From a traditional multiple perspective, MMM trades at 19x FY15 EPS estimates and 17x FY16 EPS estimates. While not a bargain, the multiples are certainly very easy for MMM to grow into rather quickly.

 

Competitive Strengths

One of the quickest ways to assess the strength of a business model is to evaluate the level and durability of a company’s return on invested capital. As seen below, MMM has generally maintained a return on invested capital in excess of 20% for the past decade, suggesting a very durable business:

The company’s high returns are possible for several reasons. First, many of 3M’s products are economically very attractive because they represent a small cost of the total product or project the customer is working on but are often mission-critical to the outcome.

 

For example, 3M supplies structural adhesives to automotive manufacturers. 3M’s adhesives bond plastics and metals together and are must maintain their strength throughout the entire car’s life. The company’s brand, technology innovation, and favorable product dynamics (low portion of the car’s total cost) provide nice pricing power, and it’s simply not worth risking the reliability of a vehicle for the OEM to switch suppliers.

 

The high returns on invested capital go beyond product dynamics. 3M’s management team has implemented a culture that embraces Lean Six Sigma and actively manages the company’s 27 operating divisions based on their profitability and growth characteristics. If a division is underperforming, 3M will take action to bring its returns up to an appropriate level and is not afraid to shed weak assets.

 

Finally, a third part of 3M’s secret to high returns is its unique ability to leverage its R&D investments. 3M invests 5-6% of its sales into R&D each year and has developed over 45 fundamental technology platforms (and owns over 100,000 patents) that are critical to its operations. Almost all of 3M’s technologies are relevant across many end markets with slight tweaking.

 

From a growth perspective, it is hard to imagine MMM growing at rates much beyond global GDP due to its large size and well diversified operations. The company has increasingly penetrated international markets (55% of overall sales in 2014 vs 45% in 2009), but organic growth is likely to remain in the 2-6% range. Management will likely look at M&A to supplement the company’s modest organic growth rate (grew ~5% in 2014). Given the company’s strong track record, focus on portfolio management, and disciplined capital allocation, this is likely more of an opportunity than a risk.

 

As seen below, MMM’s historical sales growth has averaged out in the mid-single digits. The company’s diversification and stable portfolio of strong brands helped it fare well during the recession, with sales down only 8% in FY09.

Key Risks

With so many of its sales taking place outside of the US, MMM is vulnerable to the strengthening dollar impacting its reported results. Indeed, unfavorable foreign exchange rates hurt reported sales by over 7% in Q2, but organic sales grew just under 2%.

 

Ultimately, currency-related headwinds will eventually pass but could continue weighing on the stock in the near-term.
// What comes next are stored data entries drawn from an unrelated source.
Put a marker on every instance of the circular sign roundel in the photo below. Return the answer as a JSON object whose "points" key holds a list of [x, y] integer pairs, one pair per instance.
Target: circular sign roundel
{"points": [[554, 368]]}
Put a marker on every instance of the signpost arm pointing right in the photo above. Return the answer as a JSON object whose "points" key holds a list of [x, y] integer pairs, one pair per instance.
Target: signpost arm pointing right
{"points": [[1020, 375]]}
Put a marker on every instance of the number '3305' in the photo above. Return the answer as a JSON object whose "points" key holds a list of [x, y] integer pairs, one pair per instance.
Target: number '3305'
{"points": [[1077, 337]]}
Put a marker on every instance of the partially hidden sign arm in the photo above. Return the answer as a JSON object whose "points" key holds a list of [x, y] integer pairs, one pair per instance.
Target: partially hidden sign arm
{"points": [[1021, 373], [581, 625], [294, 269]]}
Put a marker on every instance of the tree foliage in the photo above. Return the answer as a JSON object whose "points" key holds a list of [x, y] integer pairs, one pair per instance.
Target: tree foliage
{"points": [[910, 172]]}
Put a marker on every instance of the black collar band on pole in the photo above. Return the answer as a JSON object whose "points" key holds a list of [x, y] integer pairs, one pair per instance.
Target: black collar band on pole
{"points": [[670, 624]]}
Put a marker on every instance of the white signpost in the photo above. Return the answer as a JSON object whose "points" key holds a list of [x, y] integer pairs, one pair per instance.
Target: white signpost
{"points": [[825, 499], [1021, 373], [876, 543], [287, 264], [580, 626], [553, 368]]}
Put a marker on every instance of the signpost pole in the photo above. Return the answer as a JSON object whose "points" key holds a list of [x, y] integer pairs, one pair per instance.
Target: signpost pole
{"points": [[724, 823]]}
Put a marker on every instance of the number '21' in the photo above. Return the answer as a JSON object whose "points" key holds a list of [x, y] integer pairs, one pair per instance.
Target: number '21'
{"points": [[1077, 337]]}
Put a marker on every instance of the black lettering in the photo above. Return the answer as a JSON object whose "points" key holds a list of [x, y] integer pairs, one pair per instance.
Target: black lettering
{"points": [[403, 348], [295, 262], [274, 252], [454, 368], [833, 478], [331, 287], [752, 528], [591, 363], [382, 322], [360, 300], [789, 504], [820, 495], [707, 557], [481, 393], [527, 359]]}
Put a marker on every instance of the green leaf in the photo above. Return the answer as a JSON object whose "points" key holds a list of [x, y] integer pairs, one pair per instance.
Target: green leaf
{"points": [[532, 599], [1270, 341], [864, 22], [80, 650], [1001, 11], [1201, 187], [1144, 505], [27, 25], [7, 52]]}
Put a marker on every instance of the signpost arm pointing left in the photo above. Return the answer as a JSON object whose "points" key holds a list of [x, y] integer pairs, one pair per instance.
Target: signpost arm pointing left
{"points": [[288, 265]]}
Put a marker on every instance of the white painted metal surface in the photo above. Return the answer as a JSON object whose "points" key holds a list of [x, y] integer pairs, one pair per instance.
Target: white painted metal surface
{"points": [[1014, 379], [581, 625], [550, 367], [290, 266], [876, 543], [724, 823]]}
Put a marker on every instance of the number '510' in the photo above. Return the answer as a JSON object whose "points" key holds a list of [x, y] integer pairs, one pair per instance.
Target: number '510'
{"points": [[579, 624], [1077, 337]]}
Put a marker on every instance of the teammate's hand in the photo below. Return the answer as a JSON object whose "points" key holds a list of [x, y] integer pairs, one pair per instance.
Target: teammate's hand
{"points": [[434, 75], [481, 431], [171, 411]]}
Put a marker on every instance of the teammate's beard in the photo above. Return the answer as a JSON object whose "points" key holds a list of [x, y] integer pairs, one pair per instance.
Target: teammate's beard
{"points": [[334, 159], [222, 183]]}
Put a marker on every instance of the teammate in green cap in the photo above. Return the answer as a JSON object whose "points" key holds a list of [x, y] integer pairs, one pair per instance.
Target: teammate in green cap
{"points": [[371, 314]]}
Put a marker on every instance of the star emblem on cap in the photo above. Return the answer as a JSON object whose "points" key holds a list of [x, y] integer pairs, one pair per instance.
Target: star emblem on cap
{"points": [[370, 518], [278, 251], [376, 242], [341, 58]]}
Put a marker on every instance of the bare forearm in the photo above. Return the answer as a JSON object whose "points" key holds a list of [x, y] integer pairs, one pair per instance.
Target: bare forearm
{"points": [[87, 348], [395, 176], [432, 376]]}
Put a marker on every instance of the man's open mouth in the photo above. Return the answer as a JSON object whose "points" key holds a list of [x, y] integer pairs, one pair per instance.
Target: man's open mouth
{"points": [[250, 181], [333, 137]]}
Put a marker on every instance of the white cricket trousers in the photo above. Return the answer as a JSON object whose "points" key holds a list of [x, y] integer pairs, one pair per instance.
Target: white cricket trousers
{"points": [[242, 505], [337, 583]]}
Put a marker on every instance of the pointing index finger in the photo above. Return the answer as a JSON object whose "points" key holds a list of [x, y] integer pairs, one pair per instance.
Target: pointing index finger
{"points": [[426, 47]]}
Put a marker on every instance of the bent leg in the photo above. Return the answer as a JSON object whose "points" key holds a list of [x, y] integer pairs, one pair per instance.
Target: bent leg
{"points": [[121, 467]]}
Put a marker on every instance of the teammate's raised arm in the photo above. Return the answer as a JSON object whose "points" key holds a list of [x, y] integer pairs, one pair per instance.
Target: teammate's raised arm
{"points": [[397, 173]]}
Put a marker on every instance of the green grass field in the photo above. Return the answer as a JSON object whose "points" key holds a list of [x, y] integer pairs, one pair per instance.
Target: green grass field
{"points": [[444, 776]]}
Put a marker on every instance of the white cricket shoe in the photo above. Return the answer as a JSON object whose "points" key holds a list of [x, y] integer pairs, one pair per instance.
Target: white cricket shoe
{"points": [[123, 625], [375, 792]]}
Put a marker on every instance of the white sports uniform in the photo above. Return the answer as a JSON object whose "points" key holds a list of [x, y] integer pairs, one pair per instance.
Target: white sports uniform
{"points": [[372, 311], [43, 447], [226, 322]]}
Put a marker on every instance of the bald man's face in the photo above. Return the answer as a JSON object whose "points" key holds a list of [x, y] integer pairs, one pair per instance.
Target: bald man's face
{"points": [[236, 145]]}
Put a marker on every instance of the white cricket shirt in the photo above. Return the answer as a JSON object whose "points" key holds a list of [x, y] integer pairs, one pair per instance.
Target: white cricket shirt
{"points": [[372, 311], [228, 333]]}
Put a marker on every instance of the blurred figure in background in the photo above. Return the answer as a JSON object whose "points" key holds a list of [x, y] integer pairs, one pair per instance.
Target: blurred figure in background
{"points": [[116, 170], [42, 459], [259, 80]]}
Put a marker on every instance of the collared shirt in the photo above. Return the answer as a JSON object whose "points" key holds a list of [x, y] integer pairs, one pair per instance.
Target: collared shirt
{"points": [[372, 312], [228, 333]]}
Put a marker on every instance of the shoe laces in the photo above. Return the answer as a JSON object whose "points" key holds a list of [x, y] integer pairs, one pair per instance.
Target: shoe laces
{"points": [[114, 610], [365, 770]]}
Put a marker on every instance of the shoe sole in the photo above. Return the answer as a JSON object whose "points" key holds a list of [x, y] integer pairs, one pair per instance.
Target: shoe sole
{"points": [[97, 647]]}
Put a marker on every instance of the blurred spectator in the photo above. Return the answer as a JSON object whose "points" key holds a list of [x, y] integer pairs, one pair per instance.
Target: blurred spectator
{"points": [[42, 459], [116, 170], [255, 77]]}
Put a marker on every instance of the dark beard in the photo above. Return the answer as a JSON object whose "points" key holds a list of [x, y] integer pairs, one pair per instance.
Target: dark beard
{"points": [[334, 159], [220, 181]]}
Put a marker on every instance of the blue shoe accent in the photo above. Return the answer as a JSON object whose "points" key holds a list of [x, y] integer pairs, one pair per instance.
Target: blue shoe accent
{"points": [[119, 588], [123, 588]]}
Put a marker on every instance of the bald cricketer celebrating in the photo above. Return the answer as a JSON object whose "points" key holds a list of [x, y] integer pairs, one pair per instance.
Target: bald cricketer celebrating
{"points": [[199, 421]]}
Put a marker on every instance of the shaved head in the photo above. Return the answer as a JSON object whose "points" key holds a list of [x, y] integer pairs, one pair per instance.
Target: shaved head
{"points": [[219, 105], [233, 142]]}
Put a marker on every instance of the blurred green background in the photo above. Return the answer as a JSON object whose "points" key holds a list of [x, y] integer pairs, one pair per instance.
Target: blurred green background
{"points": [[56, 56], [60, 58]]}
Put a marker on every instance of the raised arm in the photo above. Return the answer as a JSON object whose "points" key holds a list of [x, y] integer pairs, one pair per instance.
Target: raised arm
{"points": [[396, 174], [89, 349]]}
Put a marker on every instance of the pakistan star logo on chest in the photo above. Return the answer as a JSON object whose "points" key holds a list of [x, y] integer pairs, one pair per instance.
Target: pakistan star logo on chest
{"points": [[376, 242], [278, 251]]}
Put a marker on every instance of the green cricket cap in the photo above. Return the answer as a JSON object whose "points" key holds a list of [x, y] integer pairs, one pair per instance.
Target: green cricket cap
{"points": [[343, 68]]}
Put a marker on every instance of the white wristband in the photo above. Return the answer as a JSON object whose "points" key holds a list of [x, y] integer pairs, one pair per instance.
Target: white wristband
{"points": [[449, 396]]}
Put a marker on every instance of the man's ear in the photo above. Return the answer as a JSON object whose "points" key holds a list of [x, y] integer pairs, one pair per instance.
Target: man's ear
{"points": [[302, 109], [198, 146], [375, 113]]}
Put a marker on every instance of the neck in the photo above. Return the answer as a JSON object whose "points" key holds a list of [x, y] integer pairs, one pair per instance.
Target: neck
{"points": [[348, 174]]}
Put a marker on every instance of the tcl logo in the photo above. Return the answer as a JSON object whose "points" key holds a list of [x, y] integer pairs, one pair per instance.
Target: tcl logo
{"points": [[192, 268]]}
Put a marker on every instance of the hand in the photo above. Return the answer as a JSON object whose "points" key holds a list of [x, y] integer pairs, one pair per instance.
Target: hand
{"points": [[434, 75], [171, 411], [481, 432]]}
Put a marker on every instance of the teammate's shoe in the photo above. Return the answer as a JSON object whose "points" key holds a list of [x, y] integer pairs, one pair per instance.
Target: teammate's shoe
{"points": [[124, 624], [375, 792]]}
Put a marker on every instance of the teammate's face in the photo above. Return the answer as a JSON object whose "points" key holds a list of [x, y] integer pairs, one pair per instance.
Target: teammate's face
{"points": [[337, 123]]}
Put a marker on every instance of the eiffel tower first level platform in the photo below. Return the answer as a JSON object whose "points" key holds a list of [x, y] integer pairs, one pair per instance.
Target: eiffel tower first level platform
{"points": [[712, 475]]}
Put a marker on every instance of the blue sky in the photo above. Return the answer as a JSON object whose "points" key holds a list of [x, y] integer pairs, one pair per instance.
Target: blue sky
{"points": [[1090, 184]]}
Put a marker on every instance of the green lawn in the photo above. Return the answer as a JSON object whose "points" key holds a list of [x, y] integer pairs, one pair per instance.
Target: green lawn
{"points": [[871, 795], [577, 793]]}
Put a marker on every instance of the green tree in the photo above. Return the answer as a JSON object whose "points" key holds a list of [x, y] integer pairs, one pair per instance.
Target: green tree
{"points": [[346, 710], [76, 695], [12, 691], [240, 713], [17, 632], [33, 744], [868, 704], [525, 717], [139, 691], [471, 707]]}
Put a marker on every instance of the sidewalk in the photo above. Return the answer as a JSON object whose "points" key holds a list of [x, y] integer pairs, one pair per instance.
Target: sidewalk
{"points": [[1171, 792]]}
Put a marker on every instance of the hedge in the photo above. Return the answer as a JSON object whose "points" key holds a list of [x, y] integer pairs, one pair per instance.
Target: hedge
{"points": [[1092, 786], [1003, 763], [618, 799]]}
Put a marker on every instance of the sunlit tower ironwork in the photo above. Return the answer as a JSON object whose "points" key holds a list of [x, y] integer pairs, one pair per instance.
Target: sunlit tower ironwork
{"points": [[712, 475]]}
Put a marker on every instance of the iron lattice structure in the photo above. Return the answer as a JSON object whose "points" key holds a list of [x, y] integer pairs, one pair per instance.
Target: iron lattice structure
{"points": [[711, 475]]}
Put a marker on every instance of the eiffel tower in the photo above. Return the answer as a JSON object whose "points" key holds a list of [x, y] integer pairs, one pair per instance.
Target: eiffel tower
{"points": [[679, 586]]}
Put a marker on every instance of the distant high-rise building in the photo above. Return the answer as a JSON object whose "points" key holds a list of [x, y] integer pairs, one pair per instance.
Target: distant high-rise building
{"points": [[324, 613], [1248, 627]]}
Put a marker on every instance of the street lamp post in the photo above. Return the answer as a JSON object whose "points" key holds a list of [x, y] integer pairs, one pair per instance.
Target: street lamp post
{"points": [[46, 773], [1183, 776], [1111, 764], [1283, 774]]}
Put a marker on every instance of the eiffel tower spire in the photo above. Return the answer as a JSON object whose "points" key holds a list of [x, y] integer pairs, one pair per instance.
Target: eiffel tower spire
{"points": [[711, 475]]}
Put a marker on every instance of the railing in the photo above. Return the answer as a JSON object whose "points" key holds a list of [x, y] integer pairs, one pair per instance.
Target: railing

Longer-term, it is a good thing that MMM is building large positions in international markets, which will support growth for a long time to come. As seen below, in MMM’s consumer segment alone, there is significant room to increase share internationally and capture more of a $15 billion opportunity.

Despite the headline softness in revenue, MMM is still growing earnings and expanding margins. Continued profitability improvements (operating margins rose 110 basis points in Q2) underscore the company’s strength:

Conclusion

For a long-term dividend growth investor, MMM should be viewed as a core holding. With dividend Safety and Growth Scores in excess of 90 and a Yield Score in line to slightly above the market’s average, you are getting a tremendous company at a fair price. In the near-term foreign exchange fluctuations and potential volatility in international markets could keep a lid on the stock, but they have no bearing on MMM’s strong competitive positioning and opportunity for long-term growth in international markets as conditions eventually normalize again.